Após a completa paralisação da produção do Catar em março, a Rússia implementou oficialmente controles de exportação de hélio em 14 de abril para países fora da União Econômica Eurasiática. Essas medidas permanecerão em vigor até o final de 2027. O fechamento simultâneo desses dois fornecedores essenciais resultou na perda de aproximadamente 42% a 50% do mercado global de hélio.héliocapacidade de produção. Setores-chave como semicondutores e imagens médicas enfrentam o risco de escassez de hélio, tornando a segurança da cadeia de suprimentos uma preocupação primordial para as indústrias globais.
Como recurso estratégico não renovável,hélioNão possui alternativas maduras em manufatura avançada e pesquisa científica, e seu fornecimento está altamente concentrado nas quatro principais economias. Nesta crise, duas fontes de fornecimento essenciais sofreram reveses:
1) Paralisação total do Catar: Afetado pelo segundo golpe do conflito militar em março, todas as três instalações de extração de hélio na cidade industrial de Ras Lafan foram destruídas, interrompendo completamente entre 33% e 40% da capacidade de produção global. O governo anunciou uma cláusula de "força maior" de 5 anos para a China, Coreia do Sul e outros países. O reparo das principais linhas de produção levará de 3 a 5 anos, com menos de 10% de chance de retomar a produção em curto prazo.

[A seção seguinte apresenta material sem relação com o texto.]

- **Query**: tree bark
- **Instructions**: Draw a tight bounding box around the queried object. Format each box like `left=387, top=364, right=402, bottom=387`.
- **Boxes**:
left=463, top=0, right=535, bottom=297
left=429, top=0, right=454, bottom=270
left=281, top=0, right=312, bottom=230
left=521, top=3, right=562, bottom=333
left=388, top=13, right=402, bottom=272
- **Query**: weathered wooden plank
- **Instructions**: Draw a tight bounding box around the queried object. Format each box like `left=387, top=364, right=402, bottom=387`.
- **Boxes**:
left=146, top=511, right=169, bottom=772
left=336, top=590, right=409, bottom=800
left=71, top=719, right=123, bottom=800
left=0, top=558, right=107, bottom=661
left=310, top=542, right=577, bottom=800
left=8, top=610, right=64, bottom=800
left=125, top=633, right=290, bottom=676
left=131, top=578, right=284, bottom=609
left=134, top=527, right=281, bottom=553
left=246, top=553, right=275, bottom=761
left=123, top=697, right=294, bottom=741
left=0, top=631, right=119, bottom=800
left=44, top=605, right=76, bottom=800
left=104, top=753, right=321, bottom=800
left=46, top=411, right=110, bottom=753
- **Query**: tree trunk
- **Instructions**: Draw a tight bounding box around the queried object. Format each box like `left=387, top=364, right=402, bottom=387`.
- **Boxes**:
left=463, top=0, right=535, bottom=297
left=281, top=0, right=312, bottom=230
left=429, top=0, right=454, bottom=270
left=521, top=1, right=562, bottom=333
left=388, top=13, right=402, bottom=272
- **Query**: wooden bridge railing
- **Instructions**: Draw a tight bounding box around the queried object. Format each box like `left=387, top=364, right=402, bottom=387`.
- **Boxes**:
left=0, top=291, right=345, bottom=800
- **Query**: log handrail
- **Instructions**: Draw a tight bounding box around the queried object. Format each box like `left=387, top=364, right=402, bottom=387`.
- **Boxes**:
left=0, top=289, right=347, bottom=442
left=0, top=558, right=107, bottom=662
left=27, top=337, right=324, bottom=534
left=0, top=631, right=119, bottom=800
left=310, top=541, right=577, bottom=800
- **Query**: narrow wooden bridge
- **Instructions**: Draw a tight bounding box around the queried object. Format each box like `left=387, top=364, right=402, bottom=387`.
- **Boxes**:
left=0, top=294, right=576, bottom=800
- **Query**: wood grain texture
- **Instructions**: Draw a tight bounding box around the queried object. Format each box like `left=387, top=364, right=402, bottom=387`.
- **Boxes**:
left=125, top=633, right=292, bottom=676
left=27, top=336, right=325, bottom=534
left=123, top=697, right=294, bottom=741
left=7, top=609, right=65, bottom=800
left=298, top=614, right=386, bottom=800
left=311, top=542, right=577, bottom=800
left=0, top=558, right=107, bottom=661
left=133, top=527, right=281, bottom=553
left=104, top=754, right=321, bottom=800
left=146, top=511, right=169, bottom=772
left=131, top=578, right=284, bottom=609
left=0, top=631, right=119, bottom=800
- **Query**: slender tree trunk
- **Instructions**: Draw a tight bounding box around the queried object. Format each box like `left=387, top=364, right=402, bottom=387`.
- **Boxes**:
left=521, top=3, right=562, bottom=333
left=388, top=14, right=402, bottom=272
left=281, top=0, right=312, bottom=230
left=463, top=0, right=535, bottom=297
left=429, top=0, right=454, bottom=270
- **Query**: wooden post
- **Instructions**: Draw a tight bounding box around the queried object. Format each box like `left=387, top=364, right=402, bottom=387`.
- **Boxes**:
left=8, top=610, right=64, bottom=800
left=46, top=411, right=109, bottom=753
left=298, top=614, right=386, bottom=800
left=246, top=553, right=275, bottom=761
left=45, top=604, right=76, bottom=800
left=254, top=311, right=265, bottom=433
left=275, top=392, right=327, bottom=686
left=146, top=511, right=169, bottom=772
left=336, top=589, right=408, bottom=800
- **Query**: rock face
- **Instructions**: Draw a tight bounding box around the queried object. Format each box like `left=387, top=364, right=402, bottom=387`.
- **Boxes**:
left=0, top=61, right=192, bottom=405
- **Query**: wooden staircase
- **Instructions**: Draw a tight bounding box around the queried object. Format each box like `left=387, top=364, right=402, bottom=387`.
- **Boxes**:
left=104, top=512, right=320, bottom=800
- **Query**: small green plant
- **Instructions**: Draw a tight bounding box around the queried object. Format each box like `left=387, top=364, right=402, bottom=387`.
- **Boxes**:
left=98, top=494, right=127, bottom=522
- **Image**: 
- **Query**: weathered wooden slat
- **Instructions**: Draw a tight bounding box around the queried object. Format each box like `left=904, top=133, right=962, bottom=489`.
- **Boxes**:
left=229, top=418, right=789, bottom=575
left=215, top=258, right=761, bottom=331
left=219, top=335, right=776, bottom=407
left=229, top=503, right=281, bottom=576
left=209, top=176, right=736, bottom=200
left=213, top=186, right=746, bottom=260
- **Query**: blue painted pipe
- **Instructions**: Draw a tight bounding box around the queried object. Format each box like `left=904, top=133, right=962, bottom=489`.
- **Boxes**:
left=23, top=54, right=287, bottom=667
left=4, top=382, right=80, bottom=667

2) Controles russos intensificados: A Rússia, responsável por 8% a 10% da capacidade de produção global, exige aprovação especial do Primeiro-Ministro ou do Vice-Primeiro-Ministro para seus controles de exportação. A justificativa declarada para os controles é “garantir as necessidades de setores domésticos essenciais, como aeroespacial, eletrônico e de equipamentos de ressonância magnética”. Embora grandes instalações, como a Usina de Processamento de Gás de Amur, tenham uma capacidade potencial de produção anual de 6 bilhões de metros cúbicos, as exportações reais em 2025 serão de apenas 1,6 bilhão de metros cúbicos, o que significa que o mercado global perderá completamente essa variável crucial de equilíbrio.
Aliado às restrições de navegação no Estreito de Ormuz e ao monopólio da ISO no fornecimento de tanques de armazenamento de hélio líquido (80% dos principais tanques de armazenamento do mundo estão concentrados em poucas empresas), a cadeia de suprimentos global de hélio enfrenta um duplo dilema de "interrupção da produção + gargalo no transporte".